We write, as author Patricia Hampl said, not about what we know, but to find out what we know. Plumb the depths of sorrow, suffering or trauma, and you find question upon question. Writing ultimately leads you to some answers, but it demands you stay open to the possibility of surprise, of discovering that what you thought you were going to write may not be what is written at all. The answers we seek, whether in life or in fiction, are gradually revealed. We struggle for answers and grope blindly in the darkness before we stumble on a new insight, or new direction. E.L. Doctorow, award winning novelist, summed up the process of writing a story: “You can only see as far as your headlights but you can make the whole trip that way.”
Living with cancer is not unlike the trip Doctorow describes. Diagnosis introduces a multitude of questions, ones you can ask your doctors; others that keep you awake during the night. You get through the surgeries, radiation and chemotherapy, but even after all that, you still can’t see too far ahead, despite every assurance offered. Your life is punctuated by many more questions than answers. “How likely is it to recur? What if the cancer has metastasized and is lurking somewhere else in my body? How long do I have?” The truth is that no one knows for certain. You navigate through it all in the same way a writer writes a memoir or a novel, able to see only a short distance along the path, but trusting that little by little, you’ll find your way into the answers you seek. For example, in a poem written during her treatment, one woman questions what she can do:
Can I? Can I just do it? Can I do it all?

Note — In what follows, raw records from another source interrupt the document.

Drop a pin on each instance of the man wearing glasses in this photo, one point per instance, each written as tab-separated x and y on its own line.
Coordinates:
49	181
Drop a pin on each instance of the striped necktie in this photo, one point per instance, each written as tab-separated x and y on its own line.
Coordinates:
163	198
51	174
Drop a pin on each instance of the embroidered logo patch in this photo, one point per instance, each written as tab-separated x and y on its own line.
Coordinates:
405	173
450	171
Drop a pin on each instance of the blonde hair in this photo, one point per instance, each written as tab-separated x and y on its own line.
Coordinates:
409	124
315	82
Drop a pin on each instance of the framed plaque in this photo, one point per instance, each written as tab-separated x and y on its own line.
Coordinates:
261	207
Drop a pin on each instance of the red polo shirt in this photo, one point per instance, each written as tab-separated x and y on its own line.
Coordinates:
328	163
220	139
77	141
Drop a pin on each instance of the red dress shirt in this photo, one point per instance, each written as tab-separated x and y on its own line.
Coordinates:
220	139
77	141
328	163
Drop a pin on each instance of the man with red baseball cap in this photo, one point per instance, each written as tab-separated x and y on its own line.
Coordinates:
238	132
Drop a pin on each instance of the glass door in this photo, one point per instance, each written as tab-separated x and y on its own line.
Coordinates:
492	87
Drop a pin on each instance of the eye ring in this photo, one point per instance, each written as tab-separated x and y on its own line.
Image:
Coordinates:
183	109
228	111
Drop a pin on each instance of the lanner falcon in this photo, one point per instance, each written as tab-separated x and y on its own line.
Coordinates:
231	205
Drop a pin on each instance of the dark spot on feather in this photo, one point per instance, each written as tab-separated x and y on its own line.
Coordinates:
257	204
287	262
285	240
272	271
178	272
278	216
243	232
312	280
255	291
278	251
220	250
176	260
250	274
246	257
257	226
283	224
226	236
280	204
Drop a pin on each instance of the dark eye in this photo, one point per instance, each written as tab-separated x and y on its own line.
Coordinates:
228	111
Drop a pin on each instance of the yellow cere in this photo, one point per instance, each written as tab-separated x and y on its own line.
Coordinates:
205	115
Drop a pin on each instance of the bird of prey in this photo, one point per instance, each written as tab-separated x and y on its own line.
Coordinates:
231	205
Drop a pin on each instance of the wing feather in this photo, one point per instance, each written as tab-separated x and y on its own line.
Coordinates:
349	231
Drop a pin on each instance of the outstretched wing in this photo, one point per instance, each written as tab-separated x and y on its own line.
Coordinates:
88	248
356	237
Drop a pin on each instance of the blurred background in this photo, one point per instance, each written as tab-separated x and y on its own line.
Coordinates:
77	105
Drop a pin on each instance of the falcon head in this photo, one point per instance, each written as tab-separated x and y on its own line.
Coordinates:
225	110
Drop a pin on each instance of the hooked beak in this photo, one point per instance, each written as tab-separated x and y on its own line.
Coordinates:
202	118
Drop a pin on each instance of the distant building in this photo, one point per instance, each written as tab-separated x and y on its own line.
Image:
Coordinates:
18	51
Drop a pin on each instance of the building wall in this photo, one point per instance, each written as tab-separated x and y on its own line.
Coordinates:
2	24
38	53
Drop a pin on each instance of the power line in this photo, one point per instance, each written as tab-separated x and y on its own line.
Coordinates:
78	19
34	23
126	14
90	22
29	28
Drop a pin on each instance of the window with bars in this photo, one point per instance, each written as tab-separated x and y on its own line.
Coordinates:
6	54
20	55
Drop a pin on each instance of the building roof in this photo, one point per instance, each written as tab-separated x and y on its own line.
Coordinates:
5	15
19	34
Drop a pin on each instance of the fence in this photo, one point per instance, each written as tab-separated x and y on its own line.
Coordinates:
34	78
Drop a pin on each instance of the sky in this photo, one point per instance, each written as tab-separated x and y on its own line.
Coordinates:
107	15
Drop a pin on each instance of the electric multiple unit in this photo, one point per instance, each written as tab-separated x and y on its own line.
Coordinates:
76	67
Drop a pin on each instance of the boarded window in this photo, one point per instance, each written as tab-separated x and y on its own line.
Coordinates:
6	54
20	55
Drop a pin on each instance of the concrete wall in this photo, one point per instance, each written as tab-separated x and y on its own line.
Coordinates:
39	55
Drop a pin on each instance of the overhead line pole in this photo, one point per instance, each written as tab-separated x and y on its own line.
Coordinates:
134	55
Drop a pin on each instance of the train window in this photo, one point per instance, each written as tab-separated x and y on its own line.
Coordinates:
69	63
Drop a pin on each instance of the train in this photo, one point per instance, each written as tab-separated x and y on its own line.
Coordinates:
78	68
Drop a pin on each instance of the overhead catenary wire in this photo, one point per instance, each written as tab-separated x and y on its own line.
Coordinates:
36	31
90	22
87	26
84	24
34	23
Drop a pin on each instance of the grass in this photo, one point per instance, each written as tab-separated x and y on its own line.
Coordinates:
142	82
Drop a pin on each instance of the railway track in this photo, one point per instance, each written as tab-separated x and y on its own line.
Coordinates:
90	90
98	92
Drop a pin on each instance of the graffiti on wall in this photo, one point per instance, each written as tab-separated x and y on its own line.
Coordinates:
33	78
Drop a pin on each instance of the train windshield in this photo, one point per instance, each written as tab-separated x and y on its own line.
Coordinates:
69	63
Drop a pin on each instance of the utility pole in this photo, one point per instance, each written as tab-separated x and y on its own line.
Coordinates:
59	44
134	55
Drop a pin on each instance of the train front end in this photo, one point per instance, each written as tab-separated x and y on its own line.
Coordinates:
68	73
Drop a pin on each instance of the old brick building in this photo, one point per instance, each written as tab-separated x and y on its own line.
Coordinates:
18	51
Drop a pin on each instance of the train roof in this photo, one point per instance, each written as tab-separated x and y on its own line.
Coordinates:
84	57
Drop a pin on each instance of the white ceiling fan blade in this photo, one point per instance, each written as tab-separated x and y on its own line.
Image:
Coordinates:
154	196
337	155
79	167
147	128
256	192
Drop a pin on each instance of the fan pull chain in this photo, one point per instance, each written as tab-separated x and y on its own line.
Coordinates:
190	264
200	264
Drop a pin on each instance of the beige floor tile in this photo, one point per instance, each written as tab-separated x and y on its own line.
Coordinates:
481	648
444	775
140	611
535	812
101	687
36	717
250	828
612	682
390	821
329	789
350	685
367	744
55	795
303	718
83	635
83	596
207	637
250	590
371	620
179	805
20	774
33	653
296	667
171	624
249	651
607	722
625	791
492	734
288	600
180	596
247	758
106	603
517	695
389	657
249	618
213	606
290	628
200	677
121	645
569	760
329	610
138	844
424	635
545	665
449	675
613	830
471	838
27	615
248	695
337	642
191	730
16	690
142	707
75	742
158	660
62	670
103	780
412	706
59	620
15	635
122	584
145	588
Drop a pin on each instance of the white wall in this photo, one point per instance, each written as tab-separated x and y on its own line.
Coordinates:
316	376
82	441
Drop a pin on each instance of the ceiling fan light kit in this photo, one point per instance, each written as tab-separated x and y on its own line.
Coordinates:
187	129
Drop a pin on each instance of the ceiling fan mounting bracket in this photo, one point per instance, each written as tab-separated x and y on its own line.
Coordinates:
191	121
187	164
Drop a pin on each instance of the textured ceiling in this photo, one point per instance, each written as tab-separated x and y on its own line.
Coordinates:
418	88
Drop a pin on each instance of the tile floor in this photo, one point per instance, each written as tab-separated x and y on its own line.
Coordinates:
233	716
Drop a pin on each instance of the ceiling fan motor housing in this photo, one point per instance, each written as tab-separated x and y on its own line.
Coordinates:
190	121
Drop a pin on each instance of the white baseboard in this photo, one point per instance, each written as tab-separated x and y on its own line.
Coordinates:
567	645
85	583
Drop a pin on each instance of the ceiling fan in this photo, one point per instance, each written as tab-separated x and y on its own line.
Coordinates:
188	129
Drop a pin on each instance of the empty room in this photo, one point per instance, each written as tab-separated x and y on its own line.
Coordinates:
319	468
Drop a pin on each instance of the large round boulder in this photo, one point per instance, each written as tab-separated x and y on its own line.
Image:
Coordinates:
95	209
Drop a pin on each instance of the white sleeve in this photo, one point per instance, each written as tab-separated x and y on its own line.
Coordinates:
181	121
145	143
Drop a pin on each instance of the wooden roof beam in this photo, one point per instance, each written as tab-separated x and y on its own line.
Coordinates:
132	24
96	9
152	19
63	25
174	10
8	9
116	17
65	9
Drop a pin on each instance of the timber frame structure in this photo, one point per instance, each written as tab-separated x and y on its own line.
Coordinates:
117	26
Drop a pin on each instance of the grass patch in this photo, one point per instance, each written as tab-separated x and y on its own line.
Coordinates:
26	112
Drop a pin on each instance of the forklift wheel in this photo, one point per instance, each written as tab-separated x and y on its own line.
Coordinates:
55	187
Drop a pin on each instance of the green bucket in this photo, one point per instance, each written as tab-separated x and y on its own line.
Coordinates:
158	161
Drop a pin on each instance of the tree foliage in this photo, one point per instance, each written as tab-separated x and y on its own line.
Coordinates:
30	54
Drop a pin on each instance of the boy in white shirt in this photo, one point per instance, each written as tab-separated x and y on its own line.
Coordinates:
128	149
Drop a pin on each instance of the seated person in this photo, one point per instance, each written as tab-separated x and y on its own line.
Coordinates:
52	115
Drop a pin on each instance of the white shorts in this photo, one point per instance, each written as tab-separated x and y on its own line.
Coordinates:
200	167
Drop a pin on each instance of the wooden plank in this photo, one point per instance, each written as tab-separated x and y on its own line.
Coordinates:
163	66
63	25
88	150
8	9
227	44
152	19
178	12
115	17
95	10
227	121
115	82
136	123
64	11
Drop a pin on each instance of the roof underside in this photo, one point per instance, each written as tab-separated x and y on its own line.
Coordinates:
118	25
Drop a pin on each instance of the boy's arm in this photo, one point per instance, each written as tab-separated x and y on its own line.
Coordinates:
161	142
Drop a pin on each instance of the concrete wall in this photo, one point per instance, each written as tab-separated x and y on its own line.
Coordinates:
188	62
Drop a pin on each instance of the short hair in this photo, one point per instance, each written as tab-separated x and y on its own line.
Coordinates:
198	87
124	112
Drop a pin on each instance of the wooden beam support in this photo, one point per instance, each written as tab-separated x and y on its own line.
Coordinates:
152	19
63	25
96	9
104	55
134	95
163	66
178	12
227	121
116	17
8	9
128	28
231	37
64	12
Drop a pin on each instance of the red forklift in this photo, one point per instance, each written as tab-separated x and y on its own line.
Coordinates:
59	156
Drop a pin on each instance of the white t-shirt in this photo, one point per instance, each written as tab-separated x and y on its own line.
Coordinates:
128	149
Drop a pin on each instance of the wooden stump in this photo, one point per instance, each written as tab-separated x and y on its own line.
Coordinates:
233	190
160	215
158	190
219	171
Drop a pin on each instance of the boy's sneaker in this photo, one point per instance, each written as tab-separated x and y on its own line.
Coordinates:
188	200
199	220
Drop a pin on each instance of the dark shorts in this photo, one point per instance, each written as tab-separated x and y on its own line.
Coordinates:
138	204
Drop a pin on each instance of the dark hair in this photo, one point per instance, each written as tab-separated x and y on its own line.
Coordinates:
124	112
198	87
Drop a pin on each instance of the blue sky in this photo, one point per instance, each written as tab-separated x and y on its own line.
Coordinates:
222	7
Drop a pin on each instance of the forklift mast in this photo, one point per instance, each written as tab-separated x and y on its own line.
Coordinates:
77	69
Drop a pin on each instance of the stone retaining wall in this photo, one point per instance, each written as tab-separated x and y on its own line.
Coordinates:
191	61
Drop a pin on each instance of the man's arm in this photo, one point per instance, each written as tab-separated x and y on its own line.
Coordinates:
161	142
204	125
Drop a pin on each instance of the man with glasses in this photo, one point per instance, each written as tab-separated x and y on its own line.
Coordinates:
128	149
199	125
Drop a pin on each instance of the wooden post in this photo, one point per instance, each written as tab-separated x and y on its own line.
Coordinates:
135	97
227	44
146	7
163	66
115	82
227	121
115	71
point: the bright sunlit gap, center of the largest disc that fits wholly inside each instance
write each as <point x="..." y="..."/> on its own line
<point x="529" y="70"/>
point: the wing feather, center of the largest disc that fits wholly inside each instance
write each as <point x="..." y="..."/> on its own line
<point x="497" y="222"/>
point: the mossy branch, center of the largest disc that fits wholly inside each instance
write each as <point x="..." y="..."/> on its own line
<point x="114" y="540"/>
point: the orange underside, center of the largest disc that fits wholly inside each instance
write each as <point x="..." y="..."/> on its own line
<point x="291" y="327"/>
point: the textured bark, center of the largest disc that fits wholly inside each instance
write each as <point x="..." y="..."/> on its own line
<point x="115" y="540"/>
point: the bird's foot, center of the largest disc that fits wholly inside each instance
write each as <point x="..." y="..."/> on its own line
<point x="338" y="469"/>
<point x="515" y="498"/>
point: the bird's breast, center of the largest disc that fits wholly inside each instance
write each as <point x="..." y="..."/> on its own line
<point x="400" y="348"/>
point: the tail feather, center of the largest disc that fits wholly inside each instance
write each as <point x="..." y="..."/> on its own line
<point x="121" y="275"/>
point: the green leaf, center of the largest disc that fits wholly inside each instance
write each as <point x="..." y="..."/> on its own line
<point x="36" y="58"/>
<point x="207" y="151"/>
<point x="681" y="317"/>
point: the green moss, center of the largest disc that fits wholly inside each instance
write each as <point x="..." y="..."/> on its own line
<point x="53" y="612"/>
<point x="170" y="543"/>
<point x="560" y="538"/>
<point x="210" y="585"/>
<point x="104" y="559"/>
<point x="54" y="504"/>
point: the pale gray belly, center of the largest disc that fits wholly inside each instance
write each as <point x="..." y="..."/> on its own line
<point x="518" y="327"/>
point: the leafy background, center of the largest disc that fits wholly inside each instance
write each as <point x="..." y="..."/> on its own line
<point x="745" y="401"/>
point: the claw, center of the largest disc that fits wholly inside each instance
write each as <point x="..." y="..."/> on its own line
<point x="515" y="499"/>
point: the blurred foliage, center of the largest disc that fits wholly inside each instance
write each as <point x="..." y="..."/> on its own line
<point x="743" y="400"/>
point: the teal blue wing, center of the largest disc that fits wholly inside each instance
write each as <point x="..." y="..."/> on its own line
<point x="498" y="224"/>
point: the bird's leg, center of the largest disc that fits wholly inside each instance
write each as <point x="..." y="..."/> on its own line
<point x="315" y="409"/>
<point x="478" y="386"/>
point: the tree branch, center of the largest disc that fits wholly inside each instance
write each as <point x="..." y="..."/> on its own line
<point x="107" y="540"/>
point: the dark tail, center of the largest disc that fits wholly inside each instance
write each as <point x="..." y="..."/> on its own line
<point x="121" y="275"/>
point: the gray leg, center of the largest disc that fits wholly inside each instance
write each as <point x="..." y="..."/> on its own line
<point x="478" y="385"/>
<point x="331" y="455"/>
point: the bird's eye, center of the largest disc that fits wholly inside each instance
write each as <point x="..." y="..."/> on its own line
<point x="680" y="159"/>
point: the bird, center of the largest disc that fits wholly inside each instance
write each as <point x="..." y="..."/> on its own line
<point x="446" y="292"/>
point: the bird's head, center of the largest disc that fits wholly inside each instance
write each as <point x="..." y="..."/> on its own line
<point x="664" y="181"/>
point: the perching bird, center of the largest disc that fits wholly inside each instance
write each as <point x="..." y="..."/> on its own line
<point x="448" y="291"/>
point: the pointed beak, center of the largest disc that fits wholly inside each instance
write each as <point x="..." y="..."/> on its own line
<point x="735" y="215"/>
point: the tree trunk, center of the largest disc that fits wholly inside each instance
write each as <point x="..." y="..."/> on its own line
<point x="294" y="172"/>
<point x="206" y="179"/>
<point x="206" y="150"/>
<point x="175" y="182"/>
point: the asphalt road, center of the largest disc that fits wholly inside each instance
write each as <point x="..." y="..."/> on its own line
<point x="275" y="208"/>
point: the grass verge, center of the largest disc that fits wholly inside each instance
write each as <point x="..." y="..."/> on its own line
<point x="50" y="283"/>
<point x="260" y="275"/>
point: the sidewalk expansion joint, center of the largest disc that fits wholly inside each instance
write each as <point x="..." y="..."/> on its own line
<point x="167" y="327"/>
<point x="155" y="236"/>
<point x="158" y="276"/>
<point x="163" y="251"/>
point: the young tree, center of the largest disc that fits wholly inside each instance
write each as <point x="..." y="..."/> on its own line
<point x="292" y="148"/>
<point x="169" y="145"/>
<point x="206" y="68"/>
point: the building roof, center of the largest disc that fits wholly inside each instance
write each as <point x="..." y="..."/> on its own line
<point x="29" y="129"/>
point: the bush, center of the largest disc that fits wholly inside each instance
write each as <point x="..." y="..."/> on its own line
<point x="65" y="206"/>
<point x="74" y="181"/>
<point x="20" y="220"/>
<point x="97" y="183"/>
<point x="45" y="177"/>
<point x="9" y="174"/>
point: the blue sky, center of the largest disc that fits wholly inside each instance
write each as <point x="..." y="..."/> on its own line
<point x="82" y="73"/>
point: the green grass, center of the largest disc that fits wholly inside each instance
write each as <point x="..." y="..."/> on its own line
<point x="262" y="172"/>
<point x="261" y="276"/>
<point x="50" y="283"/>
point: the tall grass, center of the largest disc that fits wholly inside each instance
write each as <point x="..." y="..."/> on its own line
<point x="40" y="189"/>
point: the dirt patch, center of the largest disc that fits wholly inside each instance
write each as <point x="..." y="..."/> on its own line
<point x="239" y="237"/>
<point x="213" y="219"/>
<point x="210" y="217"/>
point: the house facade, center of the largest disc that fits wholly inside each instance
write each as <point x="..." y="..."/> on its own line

Can I ration my time to allow for my priorities?
Can I ask others to share the burdens?
Can I refuse this role of superwoman?
Can I just ‘say no?’
Her questions gradually lead her to answers, actions she can take:
I can. I can just say no. I can just say,
“I’m out of the business of doing it all.”
I can take time for myself to breathe
And dream or just sit quietly.
And I will!
(“I Can’t,” by Carlene Shaff, In: ” Finding the Words to Say It: The Healing Power of Poetry,” by Robert Carroll, Evid Based Complement Alternat Med. 2005 Jun; 2(2): 161–172.)
In my cancer writing groups, I sometimes use the poem, “Questions in the Mind of the Poet While She Washes Her Floors” by Elena Georgiou, as a prompt inviting participants to explore the questions they have in their lives. Georgiou asks several questions of herself in the poem, for example:
Am I a peninsula slowly turning into an island?
If I grew up gazing at the ocean would I think
life came in waves?
If I were a nomad would I measure time
by the length of a footstep?
If I can see a cup drop to the floor and shatter
why can’t I see it gather itself back together?
If a surgeon cut out my mistakes
would the scar be under my heart?
How much time will I spend protecting myself
from what the people I love call love?
Would my desires feel different if I lived forever?
(In: Mercy Mercy Me by Elena Georgiou. Copyright © 2000)
Georgiou offers no answers to the reader, only questions. “Don’t search for the answers,” Maria Rainer Rilke counseled a youthful protégé in Letters to a Young Poet, “which could not be given to you now, because you would not be able to live them. And the point is, to live everything. Live the questions now. Perhaps then, someday far in the future, you will gradually, without even noticing it, live your way into the answer.”
Live everything. Live the questions… Live the questions now. Live your way into the answer. Rilke’s words stay with us. Living ourselves into the answers is not an easy thing to do, especially when we’re faced with something as life-threatening as cancer, and yet, it is all we can do. There are no guarantees, no crystal balls to foretell our futures. We live our way into the answers we seek.
Life is filled with unanswered questions, but it is the courage to seek those answers that continues to give meaning to life. — ― J.D. Stroube
- Explore the questions you face, whether triggered by a cancer diagnosis or another unexpected difficulty. Make a list in the style of Georgiou’s poem. Then choose one and begin writing. After 15 – 20 minutes, stop. Reread what you’ve written. Did you discover anything new? Keep writing. You just may write yourself into some of the answers you seek.
- Think of a time earlier in your life. What questions did you have and how did you have live your way into answers? What did you discover? Which questions seemed most persistent? Looking back, how were your questions resolved?